Collection structure migration #903

pat-s · 2025-03-03T23:10:46Z

Changes

Moved vars into defaults/
Removed inventory -> Should be defined by users in the global inventory
Moved all tasks of the config_pbcluster.yml playbook into a role named user_pgcluster_config
Removed group_vars. Vars should be defined in the global user inventory

Advantages

Users can declare variables which deviate from the defaults in group_vars. This allows for a much better overview which variables have been altered in contrast to the defaults
The collection can be referenced in requirements.yml and installed via ansible-galaxy (when published there)
Removal of many redundant Include main variables and similar tasks as these are implicitly defined in defaults/
The "action" roles can applied by using a simple playbook like

- name: Autobase
  hosts: etcd_cluster # or any other group name which fits
  become: true
  gather_facts: true
  any_errors_fatal: true
  become_user: root

  roles:
    # (namespace and connection name are abitrary)
    - role: autobase.autobase.user_pgcluster_config

Notes

I only converted config_pbcluster.yml. All other "action" playbooks can/should be converted in the same way.
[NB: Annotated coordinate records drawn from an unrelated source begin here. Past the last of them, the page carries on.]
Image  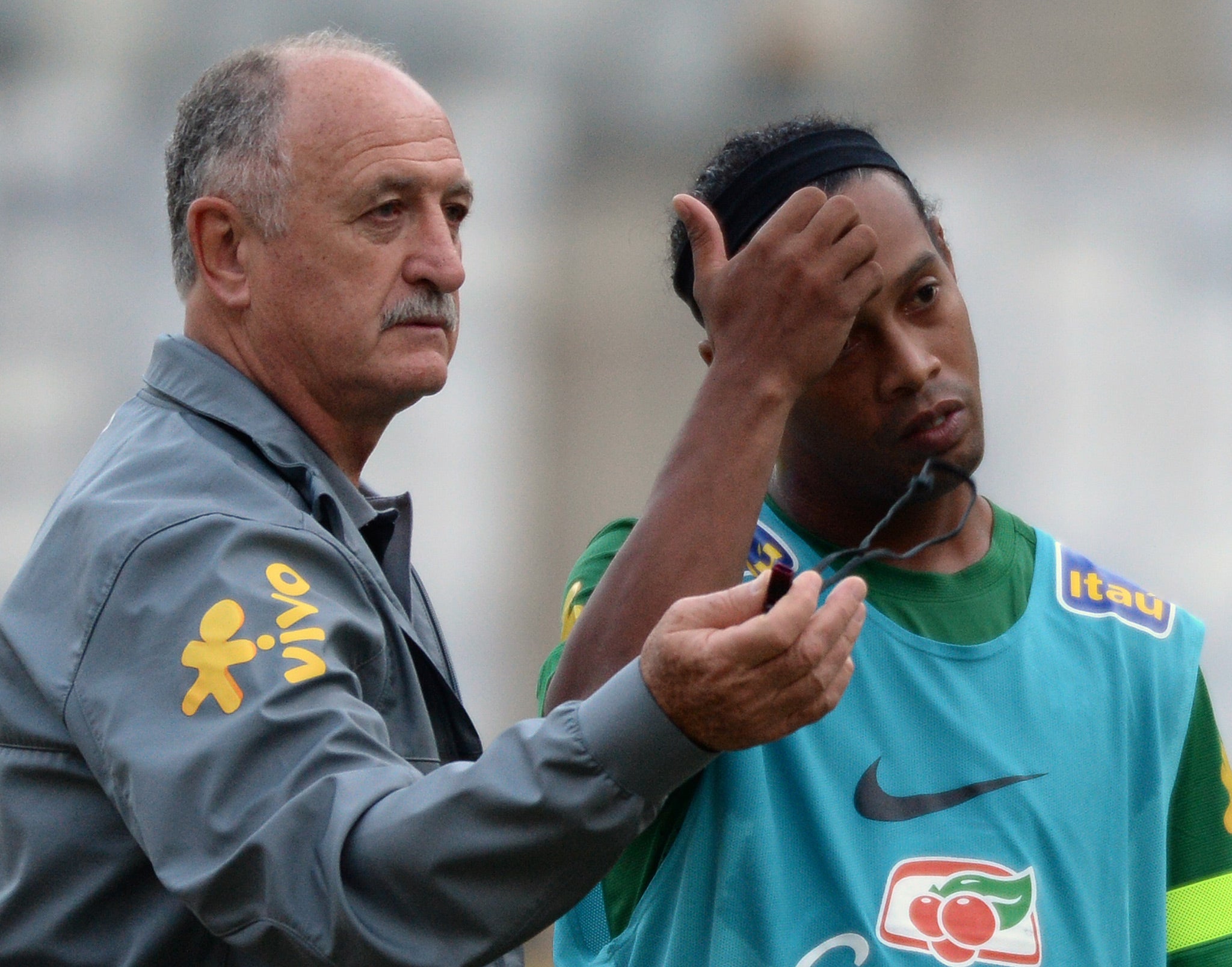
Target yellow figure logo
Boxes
[1220,741,1232,835]
[561,582,582,642]
[180,597,256,716]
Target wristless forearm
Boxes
[546,361,792,708]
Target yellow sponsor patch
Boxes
[561,582,583,642]
[1057,544,1177,638]
[748,521,799,578]
[180,562,325,716]
[1220,741,1232,835]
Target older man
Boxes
[0,35,875,967]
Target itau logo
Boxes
[877,858,1040,965]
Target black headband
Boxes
[671,128,907,315]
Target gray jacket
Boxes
[0,337,709,967]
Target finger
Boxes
[818,577,869,638]
[801,603,867,687]
[671,195,727,278]
[844,256,886,305]
[802,195,860,248]
[711,570,822,670]
[750,185,828,244]
[789,659,855,732]
[664,570,770,631]
[759,576,867,687]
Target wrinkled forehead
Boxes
[282,52,461,180]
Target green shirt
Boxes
[538,498,1232,967]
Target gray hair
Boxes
[166,29,405,297]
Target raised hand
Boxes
[673,187,882,398]
[642,571,866,750]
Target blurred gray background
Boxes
[0,7,1232,956]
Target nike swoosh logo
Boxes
[855,757,1047,823]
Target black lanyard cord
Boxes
[812,458,979,592]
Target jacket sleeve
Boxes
[66,515,710,966]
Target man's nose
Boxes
[402,210,466,292]
[879,324,941,399]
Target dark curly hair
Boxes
[669,115,940,322]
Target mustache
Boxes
[381,288,458,333]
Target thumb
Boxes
[671,195,727,280]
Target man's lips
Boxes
[898,399,970,453]
[388,315,452,333]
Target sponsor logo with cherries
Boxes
[877,856,1040,965]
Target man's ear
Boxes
[928,215,958,278]
[186,196,254,309]
[697,336,715,366]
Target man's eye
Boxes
[368,202,402,218]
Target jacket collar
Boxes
[146,335,479,759]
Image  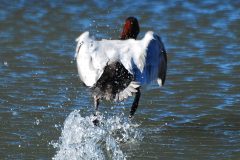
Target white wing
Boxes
[75,32,153,87]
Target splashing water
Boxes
[52,111,143,160]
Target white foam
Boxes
[52,111,142,160]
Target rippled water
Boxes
[0,0,240,160]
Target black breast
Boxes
[93,62,133,100]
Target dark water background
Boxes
[0,0,240,160]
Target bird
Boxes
[75,17,167,118]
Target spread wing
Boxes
[133,34,167,86]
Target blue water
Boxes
[0,0,240,160]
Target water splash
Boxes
[52,111,142,160]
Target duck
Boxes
[75,17,167,118]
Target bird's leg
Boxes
[94,96,99,116]
[93,96,99,126]
[129,87,141,118]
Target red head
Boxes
[121,17,140,40]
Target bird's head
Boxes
[121,17,140,40]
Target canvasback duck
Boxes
[75,17,167,117]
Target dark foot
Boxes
[93,119,99,126]
[129,88,141,118]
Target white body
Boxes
[75,31,167,87]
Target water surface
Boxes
[0,0,240,160]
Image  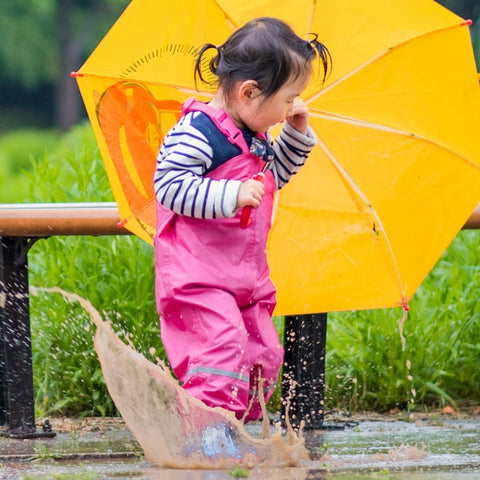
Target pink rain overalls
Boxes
[154,101,283,421]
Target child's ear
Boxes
[238,80,260,102]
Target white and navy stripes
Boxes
[154,112,317,218]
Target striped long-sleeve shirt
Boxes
[154,112,317,218]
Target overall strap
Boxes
[182,98,253,153]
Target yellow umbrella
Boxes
[76,0,480,314]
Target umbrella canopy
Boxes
[76,0,480,314]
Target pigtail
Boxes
[306,33,332,82]
[194,43,223,90]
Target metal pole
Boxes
[282,313,327,430]
[0,237,55,438]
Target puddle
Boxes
[0,418,480,480]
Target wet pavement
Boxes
[0,414,480,480]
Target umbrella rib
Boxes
[309,110,480,169]
[318,133,406,301]
[305,21,472,105]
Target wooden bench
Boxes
[0,203,480,438]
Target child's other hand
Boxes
[237,178,265,208]
[285,98,308,135]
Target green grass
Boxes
[0,125,480,418]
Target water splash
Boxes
[31,287,308,469]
The naming of the new role is arbitrary, I only used a prefix to distinguish it somehow from the roles which should not be applied directly. Feel free to propose a another naming scheme.

I've successfully applied this new structure in a test project. It yields the same results as when applying the current playbook config_pbcluster.yml. Nevertheless, a thorough check/review should be applied, given all the changes and restructurings.

The migration of vars/ into defaults/ must happen for every role which should be applied by the user as otherwise these are not defined. If they stay in vars/, they will override user-defined group_vars due to Ansible variable precedence. This is the only downside I currently see, but during development, you should be able to use a global replace-all to modify all redundant entries in the defaults/ files.

UPD: #903 (comment)

pat-s · 2025-03-05T08:05:34Z

@vitabaks While this is labelled "WIP", I am waiting for a comment of yours here before doing additional work. In the end, you must work with it :) (and it would also be great if I wouldn't need to do all the refactoring myself).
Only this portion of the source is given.